# Omega Ww I - Trench? Or Not!



## futuristfan (Sep 13, 2009)

Any advice on this one greatfully received. Looking for info on dating and authenticity. So over to the experts.

Pictures provided by owner. Many Thanks in advance.


----------



## futuristfan (Sep 13, 2009)

Sorry do not mean authenticity as to fake or not, As it is coming from a reliable and trustworthy source, its just I thought these period models had hinged case back? and would you put it at a WWI period?


----------



## river rat (Nov 14, 2008)

Can't see the serial number's

But here is some date and serial no.

1912

4,000,000

1916

5,000,000

1923

6,000,000

Out of one of my book's I have hope this help's.
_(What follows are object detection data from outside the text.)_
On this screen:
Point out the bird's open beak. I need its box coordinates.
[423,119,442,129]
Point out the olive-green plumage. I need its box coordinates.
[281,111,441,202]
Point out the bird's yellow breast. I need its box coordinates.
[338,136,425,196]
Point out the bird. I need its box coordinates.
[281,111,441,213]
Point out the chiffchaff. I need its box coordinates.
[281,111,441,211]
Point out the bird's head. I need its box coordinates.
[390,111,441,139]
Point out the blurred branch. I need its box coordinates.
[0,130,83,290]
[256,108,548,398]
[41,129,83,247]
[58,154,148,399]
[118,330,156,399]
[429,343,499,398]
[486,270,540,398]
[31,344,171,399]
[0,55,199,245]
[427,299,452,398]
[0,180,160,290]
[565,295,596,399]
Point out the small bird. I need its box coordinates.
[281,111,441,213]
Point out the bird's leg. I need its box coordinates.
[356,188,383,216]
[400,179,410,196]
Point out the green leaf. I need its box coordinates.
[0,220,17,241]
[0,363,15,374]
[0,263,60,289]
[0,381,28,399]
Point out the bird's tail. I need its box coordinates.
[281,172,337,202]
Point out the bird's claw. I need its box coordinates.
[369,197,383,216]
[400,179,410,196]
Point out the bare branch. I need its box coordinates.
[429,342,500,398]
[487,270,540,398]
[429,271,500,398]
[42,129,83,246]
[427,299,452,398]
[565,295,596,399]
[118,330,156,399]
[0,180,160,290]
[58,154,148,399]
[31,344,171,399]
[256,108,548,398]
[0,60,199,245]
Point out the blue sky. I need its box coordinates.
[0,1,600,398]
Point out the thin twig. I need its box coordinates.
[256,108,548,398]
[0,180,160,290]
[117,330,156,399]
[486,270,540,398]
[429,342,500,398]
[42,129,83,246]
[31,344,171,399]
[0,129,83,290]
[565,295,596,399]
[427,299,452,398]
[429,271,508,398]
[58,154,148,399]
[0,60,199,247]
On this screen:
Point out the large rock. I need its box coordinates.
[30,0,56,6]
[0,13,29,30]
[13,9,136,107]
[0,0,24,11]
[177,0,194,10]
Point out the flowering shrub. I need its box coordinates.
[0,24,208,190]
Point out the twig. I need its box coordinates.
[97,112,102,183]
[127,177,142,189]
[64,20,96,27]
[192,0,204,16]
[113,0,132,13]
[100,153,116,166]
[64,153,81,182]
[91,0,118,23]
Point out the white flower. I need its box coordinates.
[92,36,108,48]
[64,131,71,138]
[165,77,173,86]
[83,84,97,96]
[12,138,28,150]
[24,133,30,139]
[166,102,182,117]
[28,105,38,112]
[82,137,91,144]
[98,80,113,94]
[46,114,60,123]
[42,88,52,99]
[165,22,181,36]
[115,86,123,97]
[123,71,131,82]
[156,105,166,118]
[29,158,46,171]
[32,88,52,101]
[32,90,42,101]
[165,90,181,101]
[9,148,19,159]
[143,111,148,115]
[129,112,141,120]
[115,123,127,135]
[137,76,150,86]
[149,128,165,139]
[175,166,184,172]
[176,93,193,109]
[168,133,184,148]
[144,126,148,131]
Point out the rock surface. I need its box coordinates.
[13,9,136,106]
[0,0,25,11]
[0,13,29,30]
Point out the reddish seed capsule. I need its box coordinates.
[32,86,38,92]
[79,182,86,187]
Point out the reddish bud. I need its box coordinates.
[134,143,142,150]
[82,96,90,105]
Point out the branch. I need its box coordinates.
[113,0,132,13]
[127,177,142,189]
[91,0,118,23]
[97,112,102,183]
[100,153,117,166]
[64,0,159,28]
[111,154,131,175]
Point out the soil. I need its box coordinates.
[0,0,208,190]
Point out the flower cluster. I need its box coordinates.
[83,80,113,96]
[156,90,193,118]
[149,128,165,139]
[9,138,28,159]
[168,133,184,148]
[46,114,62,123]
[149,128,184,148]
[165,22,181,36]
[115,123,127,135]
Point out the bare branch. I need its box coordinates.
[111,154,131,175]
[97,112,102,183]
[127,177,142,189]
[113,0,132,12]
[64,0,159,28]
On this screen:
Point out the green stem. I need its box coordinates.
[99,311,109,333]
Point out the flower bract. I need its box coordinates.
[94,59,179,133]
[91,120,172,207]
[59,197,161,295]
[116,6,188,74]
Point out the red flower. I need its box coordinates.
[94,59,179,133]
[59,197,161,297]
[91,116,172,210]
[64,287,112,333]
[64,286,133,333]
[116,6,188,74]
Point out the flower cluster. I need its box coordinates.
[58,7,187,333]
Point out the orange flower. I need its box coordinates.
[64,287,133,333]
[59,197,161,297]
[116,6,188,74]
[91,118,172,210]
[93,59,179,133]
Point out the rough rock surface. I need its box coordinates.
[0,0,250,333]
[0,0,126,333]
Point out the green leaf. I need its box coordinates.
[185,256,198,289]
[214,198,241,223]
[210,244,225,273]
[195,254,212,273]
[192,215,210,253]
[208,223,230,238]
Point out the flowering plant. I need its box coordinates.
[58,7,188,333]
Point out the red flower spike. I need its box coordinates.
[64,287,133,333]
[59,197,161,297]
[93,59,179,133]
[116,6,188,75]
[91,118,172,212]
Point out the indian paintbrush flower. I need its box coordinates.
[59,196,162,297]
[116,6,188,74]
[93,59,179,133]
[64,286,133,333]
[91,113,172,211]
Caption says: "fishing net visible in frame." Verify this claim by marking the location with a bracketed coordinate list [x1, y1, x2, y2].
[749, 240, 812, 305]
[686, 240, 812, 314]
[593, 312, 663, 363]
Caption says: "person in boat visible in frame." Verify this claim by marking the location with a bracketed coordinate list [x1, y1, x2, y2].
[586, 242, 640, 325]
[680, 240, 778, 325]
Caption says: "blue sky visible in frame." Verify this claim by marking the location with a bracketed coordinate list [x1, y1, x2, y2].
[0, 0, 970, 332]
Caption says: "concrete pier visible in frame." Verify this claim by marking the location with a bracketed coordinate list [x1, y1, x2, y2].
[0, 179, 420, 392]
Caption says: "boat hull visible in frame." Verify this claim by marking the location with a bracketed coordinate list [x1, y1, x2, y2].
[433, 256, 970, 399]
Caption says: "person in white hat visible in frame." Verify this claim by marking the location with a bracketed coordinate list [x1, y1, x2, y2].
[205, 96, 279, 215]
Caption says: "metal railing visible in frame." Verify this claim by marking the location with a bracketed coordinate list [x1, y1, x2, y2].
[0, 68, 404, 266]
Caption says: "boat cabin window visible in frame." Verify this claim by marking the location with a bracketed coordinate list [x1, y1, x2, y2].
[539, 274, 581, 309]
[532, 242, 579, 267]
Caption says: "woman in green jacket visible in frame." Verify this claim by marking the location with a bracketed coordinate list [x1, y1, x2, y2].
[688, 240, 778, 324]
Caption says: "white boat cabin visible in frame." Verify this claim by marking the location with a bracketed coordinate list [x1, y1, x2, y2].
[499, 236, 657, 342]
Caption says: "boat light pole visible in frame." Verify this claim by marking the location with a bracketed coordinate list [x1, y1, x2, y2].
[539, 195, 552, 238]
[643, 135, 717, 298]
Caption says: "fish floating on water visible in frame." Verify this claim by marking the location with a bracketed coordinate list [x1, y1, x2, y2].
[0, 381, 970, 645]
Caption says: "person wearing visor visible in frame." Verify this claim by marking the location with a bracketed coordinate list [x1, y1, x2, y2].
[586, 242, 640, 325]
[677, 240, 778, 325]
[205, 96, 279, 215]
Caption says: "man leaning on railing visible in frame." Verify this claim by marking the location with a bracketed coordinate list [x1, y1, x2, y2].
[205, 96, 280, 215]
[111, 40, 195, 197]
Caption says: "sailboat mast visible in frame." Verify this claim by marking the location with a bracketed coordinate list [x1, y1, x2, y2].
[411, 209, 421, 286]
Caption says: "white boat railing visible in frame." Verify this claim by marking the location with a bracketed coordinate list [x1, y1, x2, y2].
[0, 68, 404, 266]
I have two WW1 era both with screw back case's US made Elgin and Illinois they are not all way's hinged.


----------



## JoT (Aug 12, 2003)

I am sure it is not a trench watch, is that a 7 million serial number on the movement? That would make it 1920 to 1934 also there is a strong possibility it has been redialled.


----------



## futuristfan (Sep 13, 2009)

Thanks guys. It does look like a 7,000 000 number thanks for the date reference. I think the dial is porcelain will check it out when it arrives.


----------